The town of Sundog, Minnesota doesn’t exist. Or does it? I imagined it, set The Howling Vowels there, and wove the geography of my real home town into the fictional place. I did this because I wanted to be certain to be able to keep things straight as characters come and go through the town streets. I even took photographs of actual houses where I wanted my characters to reside, and used a map of my town to place the homes of the characters and primary public spaces.

It was fun to reshuffle the architecture and residents this way. If you look in the front of the book, you’ll see that the illustrator, Heather Newman, created a map with tiny, accurate drawings of each important site in the story. But something else is getting reshuffled, at least for my daughter and me: we’re starting to see glimpses of Sundog as we walk along the streets of Northfield. There is no cherry tree in front of our house (the model for the home of the Stephens family) but sometimes I seem to see our grand old walnut fold up, telescope-style, and festoon itself with gleaming red fruit.

Now that Julia and I are working on the second book, we are both alert to the lay of land for how it can be used to tell more adventures of the Howling Vowels. We see the stables on the other side of campus, for example, where in actuality there are acres of wild Arboretum. Sometimes, we even think we hear the horses whinnying. And there is that ruin of an old barn, deep in another corner of the Arb…

So maybe, at least part of the time, I actually do live in Sundog.

On the Thrill of Libraries

Today, I am taking a copy of my first published book to my library because the library director requested a copy for their collection. In the life of a bookish person, this rates quite high on the internal Thrill-O-Meter. Actually, today’s errand constitutes a trifecta of delight: to have written a book I wanted to write, to have found a discerning publisher who embraced and improved it, and to know that it will be on the shelf at my very own beloved neighborhood library.

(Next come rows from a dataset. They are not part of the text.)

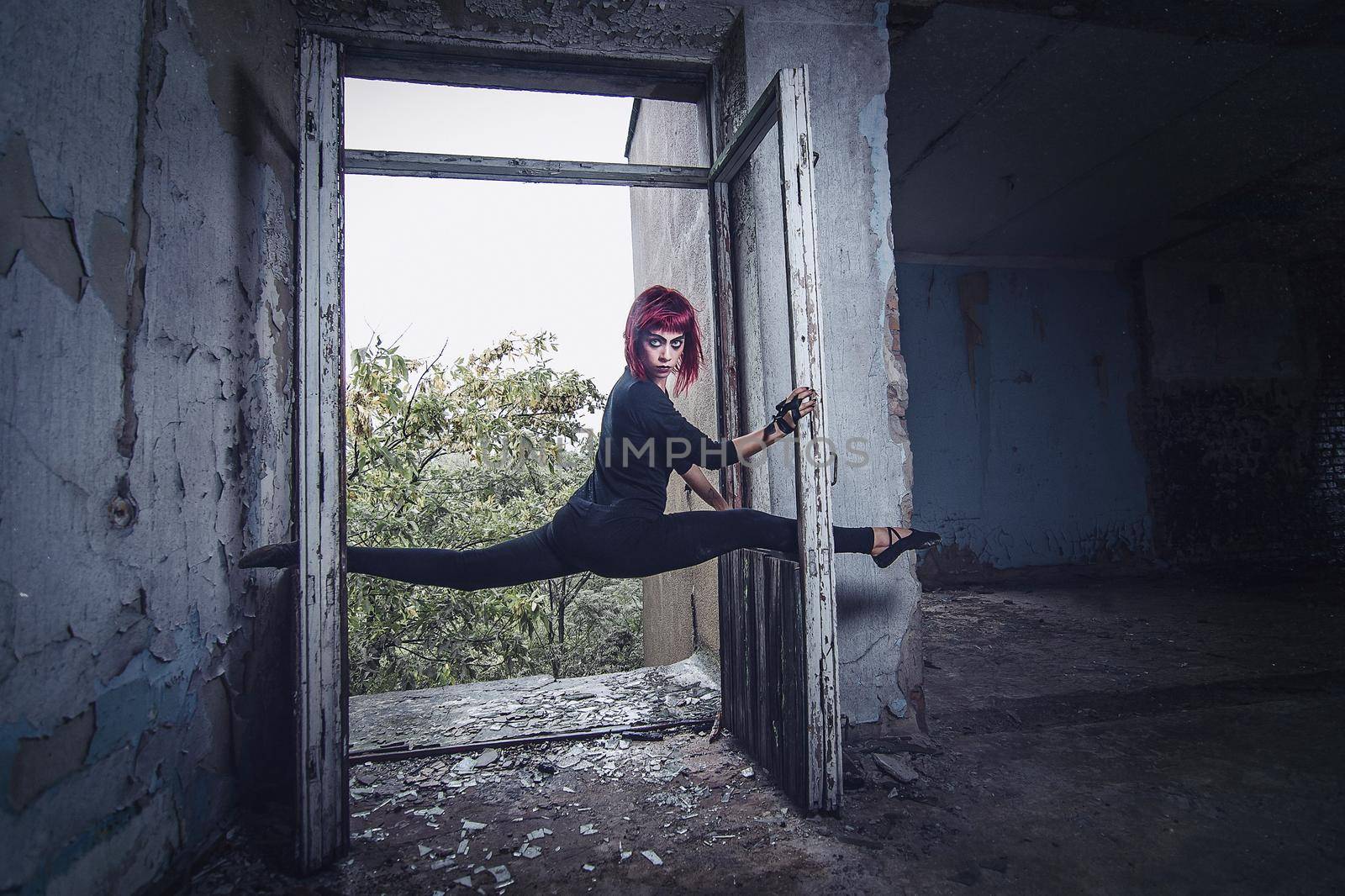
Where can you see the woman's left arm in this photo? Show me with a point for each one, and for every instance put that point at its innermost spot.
(701, 486)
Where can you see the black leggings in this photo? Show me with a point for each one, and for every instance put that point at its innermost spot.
(614, 541)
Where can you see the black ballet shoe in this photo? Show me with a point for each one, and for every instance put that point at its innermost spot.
(915, 541)
(277, 556)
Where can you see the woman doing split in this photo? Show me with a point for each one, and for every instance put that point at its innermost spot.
(615, 524)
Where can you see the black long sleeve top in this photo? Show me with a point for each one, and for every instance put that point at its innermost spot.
(643, 437)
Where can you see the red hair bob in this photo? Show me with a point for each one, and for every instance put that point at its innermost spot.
(667, 309)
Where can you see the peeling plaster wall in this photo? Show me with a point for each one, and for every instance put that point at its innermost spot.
(845, 46)
(145, 266)
(670, 237)
(1021, 387)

Libraries are magic places. The internet is like Aladdin’s lamp or a flying carpet, able to summon up nuggets of information at a touch or transport us instantly to another land. A library, though, is an oasis, an Ali Baba’s cave, a place we enter and are surrounded at every turn by treasure: the colored jewels of book jackets, illustrations, and photographs; the polished gold of exquisite language that, once encountered, enriches a life forever.

For information, wisdom, and sheer fun, libraries are, for me, rivaled only by the natural world and my own home. As Cicero said, “If you have a garden and a library, you have everything you need.” Not everyone can manage a garden, but we all have free and equal access to the library. I think of a library as a great horn of plenty, spilling abundance into the world. I am grateful for this civilized form of sharing the harvest of experience. And today, I am grateful to be able to offer a little something back.